Кью тихо простонал, потирая виски.

― Я не хотел обидеть тебя. Я не привык, что рабыни крутятся под ногами, вторгаясь в мое личное пространство, ― он легонько улыбнулся. ― Ты любопытная, этого тебя не отнять.

Я была одновременно оскорблена и счастлива. Повернулась и подошла к нему. Пытаясь казаться равнодушной и безучастной к его боли, я наклонилась, чтобы поднять папку, и передала ее ему.

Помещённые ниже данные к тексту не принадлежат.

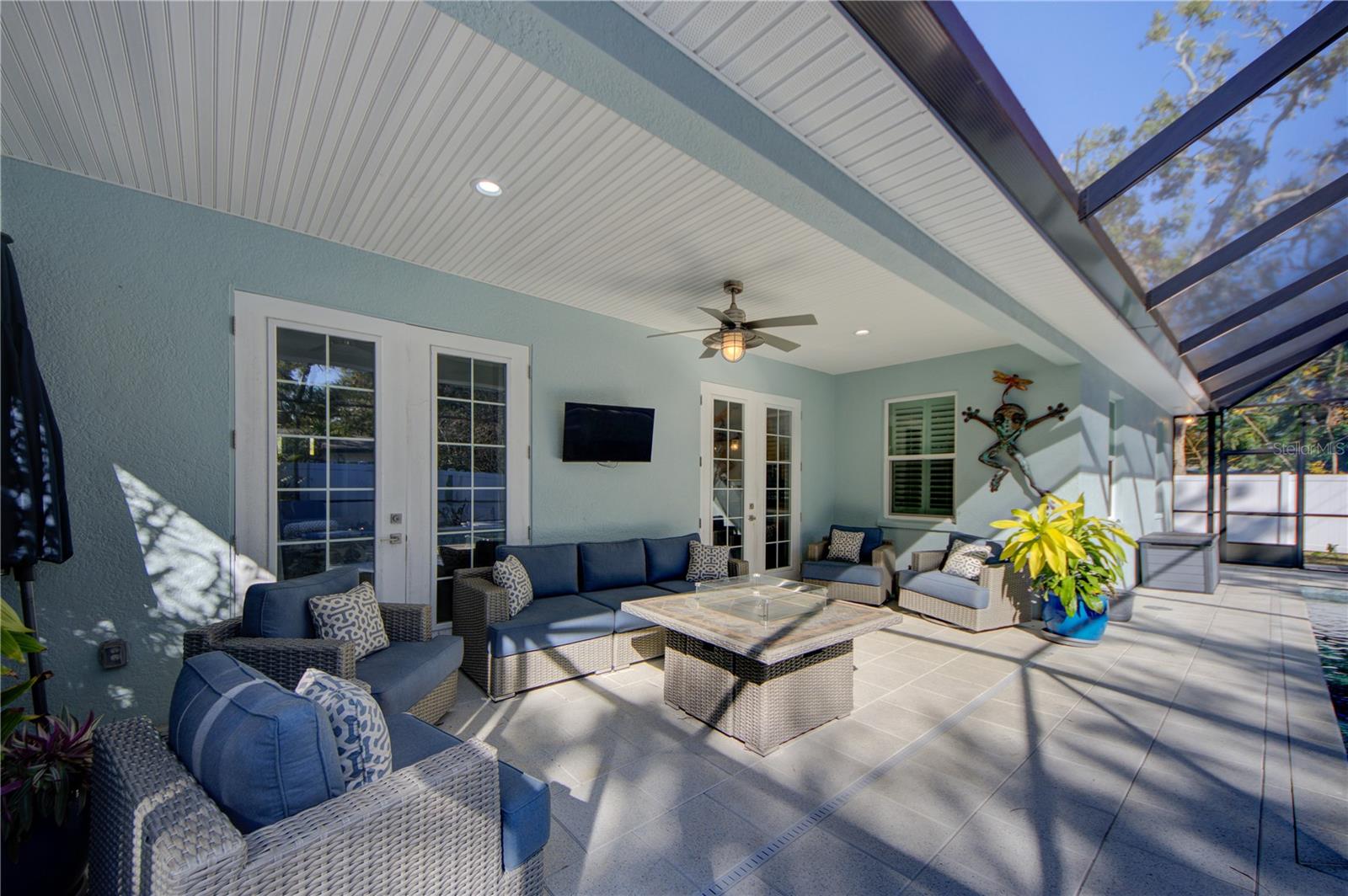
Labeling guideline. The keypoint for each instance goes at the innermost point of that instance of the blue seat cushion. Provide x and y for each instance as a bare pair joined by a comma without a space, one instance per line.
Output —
952,589
525,801
262,752
406,671
842,573
607,565
613,597
550,623
874,536
281,610
552,568
976,539
666,558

Коротко кивнув, он согласился с этим.

― Ты принял обезболивающее? Или мне пойти поискать его для тебя. ― Я задалась вопросом, где Сюзетт хранила аспирин. Не то чтобы он помог бы, ну или мне, по крайней мере, точно нет. Единственное, что помогало мне унять мигрень ― массаж головы с ментолом и сон, чтобы успокоить боль.

Кью покачал головой и подтолкнул меня, чтобы я пошла впереди него. Я повиновалась, вышагивая по огромной оранжерее, пока мы не остановились в небольшой зоне отдыха с большим водоемом и тихим водопадом.

Кью простонал и опустился на одно из ротанговых кресел, тяжело вздохнув. Он бросил папку на журнальный столик и положил на нее ноги. Еще раз выдохнув, вытянул свое длинное тело, будто думал, что это поможет пройти головной боли.

Я не знала, должна ли я уйти или остаться, но в голову внезапно пришла идея. Кью не был так насторожен, как обычно. Если я останусь и предложу помощь, он может что-нибудь мне рассказать.

Сев в кресло рядом с ним, я наблюдала, как он сморщил от боли лоб и закрыл глаза.

Мы сидели молча, вслушиваясь в звуки журчащей воды. Кью поерзал, потирая шею сильными пальцами.

Я встала и обошла его кресло. Я не знала, как он отреагирует на то, что я прикоснусь к нему без разрешения. Я не позволила своему разуму зависнуть на наказании, только на потребности помочь. Ты правда хочешь это сделать? Если бы я позаботилась о нем, я бы открыла своему сердцу другую сторону Кью и не смогла бы избегать новых чувств к нему. Если бы я прикоснулась к нему, это было бы потому, что сама хочу, а не потому, что подчиняюсь. Динамика наших извращенных отношений познала бы нежность.

Неосознанно Кью дал мне то, в чем я нуждалась, чтобы позволить ему причинять мне боль и унижать меня в сексе. Если он подарит мне нежность, я смогу быть жесткой. То, что он положится на меня, даст мне свет, в котором я нуждаюсь, чтобы умерить тьму, которая окружила меня.

Каждая мысль пыталась выбраться из головы, и я остановилась, пытаясь разобраться.

Кью жестко втянул воздух, немного глубже погружаясь в кресло. Я приняла решение. Если мне это стало важно, я открою ему свое имя. Он должен увидеть во мне больше, чем просто рабыню, он должен увидеть во мне Тесс.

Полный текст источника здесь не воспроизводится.